Given $X_1, \dots , X_{81}$ iid random variables with mean $54$ and variance $225$, find the possible difference between the sample mean and the population mean with a probability of at least $0.75$. Then $E(\bar X) = 54$ and $Var(\bar X) = 25/9$
Chebyshev: $$P(|\bar X -54| \geq 5k/3) \leq 1/k^2$$ $$ P(|\bar X -54| \leq 5k/3) \geq 1- 1/k^2 = 0.75$$ Then $k=2$ and thus $5k/3$ = $3.\bar 3$. And so the difference between the sample mean and population mean with a probability of at least $0.75$ is $3.33$.
CLT: $$P(|\bar X -54| \leq K) \geq 0.75$$ $$P(|Z| \leq 9K/(5/3)) \geq 0.75$$ $$\Phi(9K/(5/3)) \geq 0.875$$ $$9K/(5/3) = 1.15$$ $$K=0.213$$
The provided answers are $0.0926$ and $1.92$ respectively.

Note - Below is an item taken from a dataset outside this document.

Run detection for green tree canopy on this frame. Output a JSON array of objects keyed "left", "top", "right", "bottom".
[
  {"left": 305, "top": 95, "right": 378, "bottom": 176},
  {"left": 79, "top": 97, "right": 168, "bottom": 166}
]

Could someone point out where my mistakes are?
As a commenter noted, your only problem with the second one is you have an extra $9$: you already took care of the $9$ when you divided by $81$ in your computation of the variance so don't need to put it in again.
Your first answer is correct: Chebyshev says there's $75\%$ chance of being less than two standard deviations away and two standard deviations is $10/3.$ $0.0926$ doesn't remotely make sense and I suspect either you are mistakenly reading an answer to a different question or they have mistakenly written down the answer to another question where the answer to this one should be.